Sayed Kashua’s fourth novel, Track Changes (240 pages; Grove Press; translated by Mitch Ginsburg), is a haunting exploration of the unplaceable loss that reverberates through one man’s memory. Saeed, an Arab-Israeli man hailing from the small Palestinian village of Tira, has long maintained a passion for writing, and he develops a career of ghost-authoring other people’s life stories. As he learns to craft memoirs, drawing out stories and observations from taped interviews with his subjects, he finds that his true power lies in editing. At first, he transcribes the stories precisely as they are relayed to him, but he comes to realize he can distort the reality of the experiences, lending them the best parts of his own memories. He finds he can do so with his changes going unnoticed—or at least unmentioned.
The novel opens long after Saeed has learned this trick, during his first visit to Tira since his hasty departure fourteen years earlier.
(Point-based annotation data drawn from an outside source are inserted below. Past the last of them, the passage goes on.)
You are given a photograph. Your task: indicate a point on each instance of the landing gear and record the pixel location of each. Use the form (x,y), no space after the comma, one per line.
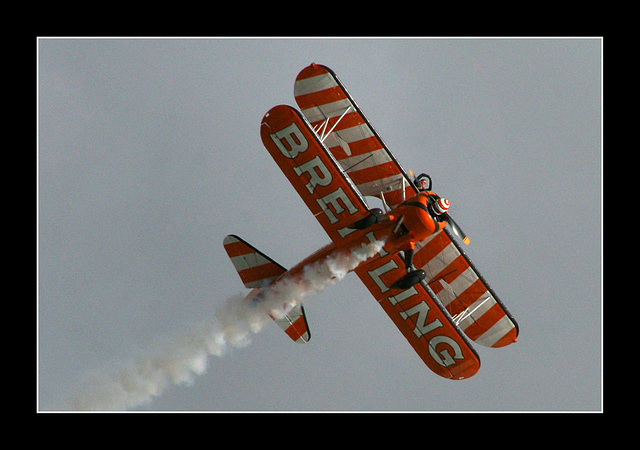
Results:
(374,217)
(413,276)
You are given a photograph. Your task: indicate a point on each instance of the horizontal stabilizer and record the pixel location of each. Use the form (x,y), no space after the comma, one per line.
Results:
(257,271)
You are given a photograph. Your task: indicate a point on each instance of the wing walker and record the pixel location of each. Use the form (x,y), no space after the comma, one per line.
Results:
(421,277)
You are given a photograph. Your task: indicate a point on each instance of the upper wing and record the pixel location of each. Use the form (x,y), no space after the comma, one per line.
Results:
(312,171)
(421,318)
(463,291)
(353,142)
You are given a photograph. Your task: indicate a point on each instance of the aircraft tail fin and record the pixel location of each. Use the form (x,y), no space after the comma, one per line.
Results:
(257,271)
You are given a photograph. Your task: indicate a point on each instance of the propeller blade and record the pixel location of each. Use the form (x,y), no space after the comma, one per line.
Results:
(457,230)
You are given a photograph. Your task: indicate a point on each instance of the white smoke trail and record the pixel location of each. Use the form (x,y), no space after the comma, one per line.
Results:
(137,382)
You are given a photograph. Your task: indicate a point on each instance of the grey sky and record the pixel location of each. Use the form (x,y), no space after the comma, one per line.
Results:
(149,154)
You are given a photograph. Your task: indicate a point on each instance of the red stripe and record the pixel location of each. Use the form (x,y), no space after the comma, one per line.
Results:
(238,248)
(297,329)
(360,147)
(450,273)
(431,249)
(322,97)
(484,322)
(507,339)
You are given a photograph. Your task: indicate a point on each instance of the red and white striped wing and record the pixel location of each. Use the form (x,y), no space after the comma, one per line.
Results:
(256,270)
(353,142)
(464,292)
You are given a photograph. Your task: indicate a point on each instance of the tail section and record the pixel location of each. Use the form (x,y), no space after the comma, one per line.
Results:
(257,271)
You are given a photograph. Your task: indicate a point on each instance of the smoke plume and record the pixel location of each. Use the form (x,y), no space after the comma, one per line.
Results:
(137,382)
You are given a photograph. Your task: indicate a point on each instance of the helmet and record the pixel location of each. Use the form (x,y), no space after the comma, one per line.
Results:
(423,182)
(441,206)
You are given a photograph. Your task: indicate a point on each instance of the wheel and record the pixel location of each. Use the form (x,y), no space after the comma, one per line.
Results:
(410,279)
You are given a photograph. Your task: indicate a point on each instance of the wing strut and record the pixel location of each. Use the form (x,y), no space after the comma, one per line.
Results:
(323,125)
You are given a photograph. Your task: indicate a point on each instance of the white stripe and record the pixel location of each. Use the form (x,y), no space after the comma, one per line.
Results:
(496,332)
(366,160)
(322,112)
(438,263)
(476,310)
(314,84)
(392,183)
(463,281)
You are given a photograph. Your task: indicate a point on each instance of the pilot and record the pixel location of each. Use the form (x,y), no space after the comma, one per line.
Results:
(422,182)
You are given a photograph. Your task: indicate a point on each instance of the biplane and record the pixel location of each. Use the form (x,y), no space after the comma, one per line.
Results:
(421,277)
He’s long desired to return home over the years, but always feared to go. But he leaves behind his wife and two kids in Illinois to visit his ailing father, who has sent for him upon learning the severity of his health.
Despite his family’s reassurances that “[t]he village has changed,” very little of that applies to Saeed, and it seems that little of it ever will. He is someone who attempts to flee from conflict, but always fails in the endeavor—essentially running in place and stewing in the hypotheticals of worst possible outcomes.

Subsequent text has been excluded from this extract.